Friday, August 27

Who requires prostate cancer hormone therapy?

There are a variety of methods for treating cancer that has spread to the prostate gland. On one end, there's cautious waiting (starting therapy only if symptoms appear) and on the other, there's active observation (periodic testing to see if cancer progresses). The surgical removal of the prostate, on the other hand, is an option.

Depending on the stage of localized cancer: radiation therapy, which may be administered alone or in combination with hormone therapy, commonly known as androgen deprivation therapy (ADT).

Dr Atish D. Choudhury, co-director of the Prostate Cancer Center at Harvard-affiliated Dana-Farber Disease Institute, states, "Hormone treatment is a strong weapon in the battle against prostate cancer because it starves the cancer of the fuel that drives its development and spread."

Slowing the rate of growth

Hormone treatment works by lowering androgen levels, the male sex hormones. Male features such as face and body hair, a loud voice, and big muscles are attributed to androgens. They also aid in the appropriate development and function of the prostate.

Testosterone and dihydrotestosterone are the most common androgens (DHT). The testicles produce 90 per cent to 95 per cent of androgens, with the remaining produced by the adrenal glands (situ above the kidneys). Prostate cancer relies on androgen signals to develop and spread. Dr Choudhury explains that androgens, particularly testosterone, are "fuel for cancer cells." "Hormone treatment lowers androgen levels and denies these signals to cancer cells, causing the tumour to shrink."


Side effects
Side effects might occur when androgen levels (male sex hormones) are reduced. Some men just have a few minor symptoms, while others have more severe symptoms. The most common are low libido and erectile dysfunction (ED). (Using ED medications while on hormone treatment may not be helpful.) Fatigue, heat flashes, weight gain, moodiness, and breast growth are all common side effects. When therapy is stopped, however, these issues generally go away. If you've been on hormone therapy for a long time or if your cancer is under control, your doctor may decide to take you off it for a bit to give your body a break from the side effects.

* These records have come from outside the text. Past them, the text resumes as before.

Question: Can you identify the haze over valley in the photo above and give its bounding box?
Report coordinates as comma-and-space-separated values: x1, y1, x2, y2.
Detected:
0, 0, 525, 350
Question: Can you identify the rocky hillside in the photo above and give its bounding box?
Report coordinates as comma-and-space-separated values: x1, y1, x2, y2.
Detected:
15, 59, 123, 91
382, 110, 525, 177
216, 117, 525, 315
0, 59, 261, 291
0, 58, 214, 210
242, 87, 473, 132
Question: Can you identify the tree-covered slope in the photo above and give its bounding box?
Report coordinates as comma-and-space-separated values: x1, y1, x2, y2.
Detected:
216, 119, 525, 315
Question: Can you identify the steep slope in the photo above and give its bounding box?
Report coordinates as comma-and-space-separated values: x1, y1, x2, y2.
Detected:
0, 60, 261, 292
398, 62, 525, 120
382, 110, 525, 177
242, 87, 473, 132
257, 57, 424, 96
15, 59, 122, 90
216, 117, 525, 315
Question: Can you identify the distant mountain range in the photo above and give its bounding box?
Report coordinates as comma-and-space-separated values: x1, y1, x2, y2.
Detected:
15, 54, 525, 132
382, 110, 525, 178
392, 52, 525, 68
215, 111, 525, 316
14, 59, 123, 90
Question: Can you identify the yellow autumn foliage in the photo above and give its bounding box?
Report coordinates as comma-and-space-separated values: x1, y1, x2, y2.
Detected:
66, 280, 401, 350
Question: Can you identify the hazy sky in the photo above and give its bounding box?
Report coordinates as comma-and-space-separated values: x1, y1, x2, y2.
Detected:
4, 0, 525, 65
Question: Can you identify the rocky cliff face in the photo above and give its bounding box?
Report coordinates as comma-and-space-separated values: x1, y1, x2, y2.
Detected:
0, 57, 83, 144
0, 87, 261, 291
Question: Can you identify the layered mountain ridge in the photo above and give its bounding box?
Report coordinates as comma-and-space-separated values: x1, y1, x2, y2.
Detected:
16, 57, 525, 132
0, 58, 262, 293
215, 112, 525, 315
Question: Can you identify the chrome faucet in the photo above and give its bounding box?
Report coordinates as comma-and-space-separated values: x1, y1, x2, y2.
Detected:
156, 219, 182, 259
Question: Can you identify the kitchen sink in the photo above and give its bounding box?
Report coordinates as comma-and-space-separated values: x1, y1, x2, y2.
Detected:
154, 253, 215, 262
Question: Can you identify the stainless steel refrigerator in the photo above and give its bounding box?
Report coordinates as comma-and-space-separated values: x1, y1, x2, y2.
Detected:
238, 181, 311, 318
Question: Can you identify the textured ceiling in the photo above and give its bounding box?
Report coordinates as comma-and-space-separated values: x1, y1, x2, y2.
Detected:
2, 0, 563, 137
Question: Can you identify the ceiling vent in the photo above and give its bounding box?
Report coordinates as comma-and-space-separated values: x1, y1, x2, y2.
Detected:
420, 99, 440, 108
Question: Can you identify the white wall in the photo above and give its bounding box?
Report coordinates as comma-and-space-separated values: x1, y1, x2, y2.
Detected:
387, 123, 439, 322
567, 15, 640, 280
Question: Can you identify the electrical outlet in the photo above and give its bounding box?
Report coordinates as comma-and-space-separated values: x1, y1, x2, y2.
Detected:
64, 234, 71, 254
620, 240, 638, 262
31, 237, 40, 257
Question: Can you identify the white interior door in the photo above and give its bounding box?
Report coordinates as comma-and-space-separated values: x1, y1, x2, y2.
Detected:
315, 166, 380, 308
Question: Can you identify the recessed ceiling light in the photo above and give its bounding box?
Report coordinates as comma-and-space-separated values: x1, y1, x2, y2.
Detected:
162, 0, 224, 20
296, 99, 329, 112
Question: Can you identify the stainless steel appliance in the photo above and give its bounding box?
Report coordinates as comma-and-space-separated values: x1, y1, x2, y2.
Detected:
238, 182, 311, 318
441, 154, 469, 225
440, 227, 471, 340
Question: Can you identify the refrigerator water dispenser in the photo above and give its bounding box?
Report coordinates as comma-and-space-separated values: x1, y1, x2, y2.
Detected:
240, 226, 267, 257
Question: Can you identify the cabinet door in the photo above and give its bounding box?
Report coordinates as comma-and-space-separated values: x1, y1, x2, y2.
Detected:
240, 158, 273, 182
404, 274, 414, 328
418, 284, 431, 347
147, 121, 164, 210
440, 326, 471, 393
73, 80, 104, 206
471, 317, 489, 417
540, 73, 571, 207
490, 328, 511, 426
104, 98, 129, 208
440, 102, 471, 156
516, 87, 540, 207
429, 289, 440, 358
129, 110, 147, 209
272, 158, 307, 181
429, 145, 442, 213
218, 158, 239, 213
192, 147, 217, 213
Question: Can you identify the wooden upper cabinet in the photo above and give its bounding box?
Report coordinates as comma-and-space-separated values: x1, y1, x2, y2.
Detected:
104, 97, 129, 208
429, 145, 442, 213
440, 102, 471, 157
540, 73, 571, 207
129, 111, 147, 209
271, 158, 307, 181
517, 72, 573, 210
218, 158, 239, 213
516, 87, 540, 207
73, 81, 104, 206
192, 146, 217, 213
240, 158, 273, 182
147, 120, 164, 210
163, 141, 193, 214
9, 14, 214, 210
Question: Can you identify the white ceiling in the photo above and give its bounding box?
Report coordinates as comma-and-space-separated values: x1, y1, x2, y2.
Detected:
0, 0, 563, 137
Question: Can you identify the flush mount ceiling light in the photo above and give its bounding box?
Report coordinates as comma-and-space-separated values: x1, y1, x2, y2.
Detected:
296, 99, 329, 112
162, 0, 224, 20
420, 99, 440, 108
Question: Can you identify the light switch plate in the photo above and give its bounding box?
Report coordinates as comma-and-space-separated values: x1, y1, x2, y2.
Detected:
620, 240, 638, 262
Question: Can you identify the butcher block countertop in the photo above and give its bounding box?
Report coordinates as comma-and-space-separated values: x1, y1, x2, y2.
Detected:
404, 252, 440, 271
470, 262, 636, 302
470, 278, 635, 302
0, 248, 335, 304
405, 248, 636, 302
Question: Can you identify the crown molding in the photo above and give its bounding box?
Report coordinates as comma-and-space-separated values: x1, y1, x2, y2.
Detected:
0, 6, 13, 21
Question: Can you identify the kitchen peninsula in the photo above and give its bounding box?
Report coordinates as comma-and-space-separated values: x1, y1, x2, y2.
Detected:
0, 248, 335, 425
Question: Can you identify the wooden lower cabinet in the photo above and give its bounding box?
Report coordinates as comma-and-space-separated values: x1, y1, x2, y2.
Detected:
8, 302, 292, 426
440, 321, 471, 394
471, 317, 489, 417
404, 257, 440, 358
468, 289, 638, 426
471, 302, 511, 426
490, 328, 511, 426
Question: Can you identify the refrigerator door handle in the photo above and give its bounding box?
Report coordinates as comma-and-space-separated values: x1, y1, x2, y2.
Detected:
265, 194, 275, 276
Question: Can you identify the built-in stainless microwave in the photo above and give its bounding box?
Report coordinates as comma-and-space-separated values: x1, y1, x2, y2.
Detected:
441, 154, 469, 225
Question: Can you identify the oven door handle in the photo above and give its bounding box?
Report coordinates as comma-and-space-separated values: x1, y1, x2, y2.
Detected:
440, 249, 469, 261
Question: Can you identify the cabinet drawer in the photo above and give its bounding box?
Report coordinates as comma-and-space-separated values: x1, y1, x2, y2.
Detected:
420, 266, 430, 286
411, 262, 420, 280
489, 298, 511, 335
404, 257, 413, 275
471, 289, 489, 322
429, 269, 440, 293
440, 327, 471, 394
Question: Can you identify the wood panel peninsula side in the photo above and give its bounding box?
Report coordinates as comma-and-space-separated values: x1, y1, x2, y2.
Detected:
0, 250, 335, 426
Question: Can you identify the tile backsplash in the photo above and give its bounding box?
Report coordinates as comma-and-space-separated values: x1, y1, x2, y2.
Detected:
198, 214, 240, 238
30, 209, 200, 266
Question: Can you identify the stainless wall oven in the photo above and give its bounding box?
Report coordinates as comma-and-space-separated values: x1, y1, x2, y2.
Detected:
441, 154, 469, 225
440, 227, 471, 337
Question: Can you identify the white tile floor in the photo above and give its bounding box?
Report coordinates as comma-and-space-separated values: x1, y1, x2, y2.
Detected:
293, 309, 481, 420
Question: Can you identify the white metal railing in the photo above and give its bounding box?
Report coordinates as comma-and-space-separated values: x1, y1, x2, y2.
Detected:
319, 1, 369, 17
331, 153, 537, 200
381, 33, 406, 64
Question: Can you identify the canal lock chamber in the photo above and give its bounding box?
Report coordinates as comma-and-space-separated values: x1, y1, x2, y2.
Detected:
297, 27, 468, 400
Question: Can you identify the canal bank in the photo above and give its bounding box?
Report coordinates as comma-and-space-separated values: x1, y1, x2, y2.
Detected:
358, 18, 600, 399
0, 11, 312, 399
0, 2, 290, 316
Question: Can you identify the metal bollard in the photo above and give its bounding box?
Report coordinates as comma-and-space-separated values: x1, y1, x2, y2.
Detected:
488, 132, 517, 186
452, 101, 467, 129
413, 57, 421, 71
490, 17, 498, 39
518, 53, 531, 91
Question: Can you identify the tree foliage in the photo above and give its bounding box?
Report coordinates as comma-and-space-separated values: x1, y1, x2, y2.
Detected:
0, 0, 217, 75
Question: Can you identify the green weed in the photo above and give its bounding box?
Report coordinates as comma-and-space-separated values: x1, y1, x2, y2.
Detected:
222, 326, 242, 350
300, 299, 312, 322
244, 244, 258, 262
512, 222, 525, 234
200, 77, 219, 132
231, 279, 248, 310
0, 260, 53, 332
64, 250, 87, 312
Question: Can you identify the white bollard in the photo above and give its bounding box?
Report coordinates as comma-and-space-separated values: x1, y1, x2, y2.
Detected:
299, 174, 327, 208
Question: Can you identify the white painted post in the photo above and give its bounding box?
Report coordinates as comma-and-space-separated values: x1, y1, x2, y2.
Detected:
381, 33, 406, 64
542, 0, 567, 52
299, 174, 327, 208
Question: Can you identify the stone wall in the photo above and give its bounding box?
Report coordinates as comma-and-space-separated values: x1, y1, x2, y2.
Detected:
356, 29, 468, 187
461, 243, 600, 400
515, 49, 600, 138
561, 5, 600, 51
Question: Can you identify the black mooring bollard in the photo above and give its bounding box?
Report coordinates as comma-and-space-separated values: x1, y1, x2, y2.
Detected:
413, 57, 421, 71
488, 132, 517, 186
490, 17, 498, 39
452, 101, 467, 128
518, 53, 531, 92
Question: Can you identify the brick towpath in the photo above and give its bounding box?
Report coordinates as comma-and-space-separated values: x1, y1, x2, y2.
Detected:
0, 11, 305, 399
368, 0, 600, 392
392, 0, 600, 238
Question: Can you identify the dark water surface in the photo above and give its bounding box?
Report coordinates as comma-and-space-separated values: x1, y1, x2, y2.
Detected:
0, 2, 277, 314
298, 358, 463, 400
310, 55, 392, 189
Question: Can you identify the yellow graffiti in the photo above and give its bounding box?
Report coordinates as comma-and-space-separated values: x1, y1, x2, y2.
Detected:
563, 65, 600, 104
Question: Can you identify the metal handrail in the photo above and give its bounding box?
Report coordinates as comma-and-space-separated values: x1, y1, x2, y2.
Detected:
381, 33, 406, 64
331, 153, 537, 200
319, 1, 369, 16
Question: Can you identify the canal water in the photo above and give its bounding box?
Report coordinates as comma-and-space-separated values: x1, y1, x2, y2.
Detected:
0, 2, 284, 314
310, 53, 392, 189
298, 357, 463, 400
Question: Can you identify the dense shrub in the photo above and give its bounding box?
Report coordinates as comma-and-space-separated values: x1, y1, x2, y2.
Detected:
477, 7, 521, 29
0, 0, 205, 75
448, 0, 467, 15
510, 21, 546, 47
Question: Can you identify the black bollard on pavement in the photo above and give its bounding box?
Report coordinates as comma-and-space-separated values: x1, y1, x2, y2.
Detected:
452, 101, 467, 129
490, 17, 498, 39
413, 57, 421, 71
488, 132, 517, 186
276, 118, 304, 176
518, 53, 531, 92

Hormone treatment can raise total cholesterol, triglyceride levels, and blood sugar levels, among other things. A low-calorie diet combined with cardio and weight training can help prevent weight gain, control cholesterol and blood sugar levels, decrease sexual adverse effects, and boost energy. Hot flashes can be relieved by applying cold packs and sipping cool water. Mood swings can be managed using relaxation practices.


Who is a potential candidate?

Based on their age, overall health, and Gleason score, men with biopsy-proven cancer that has not progressed outside the gland are given treatment options (a numerical value that grades prostate tumour cells according to how abnormal they appear compared with normal prostate cells). Surgery or radiation are usually recommended for moderate or high-risk localized cancers (with or without hormonal therapy).

Hormonal treatment can improve the effectiveness of radiation therapy by making cancer cells "sick" and shrink. The therapy is used when cancer has progressed beyond the point where surgery or radiation may successfully treat it, or when men are unable to get these treatments for whatever reason.

ADT advancements

Previously, the only option to stop cancer-fueling androgens was to have the testicles surgically removed. Many types of drugs now have the same effect as surgery without the need for surgery. The most frequent method involves altering androgen release from the testes. Others inhibit the enzyme that produces androgens or disrupts androgen-induced growth signals in cancer cells. "Your doctor will talk to you about whatever option is best for you," Dr Choudhury adds.

These medications have comparable effects, but the way they are taken and how often they're taken depends on the therapy's aims and the patient's preferences. In general, injections are given once a month or every three, four, or six months. Along the way, levels of prostate-specific antigen (PSA) are monitored.

Men are treated for six months for localized intermediate-risk cancer. Treatment for localized high-risk cancer can continue for up to two years. ADT is often used indefinitely to treat cancer that has spread beyond the prostate. Another option is to use intermittent ADT. When PSA falls below a particular level, therapy is paused, and then resumed if the numbers rise.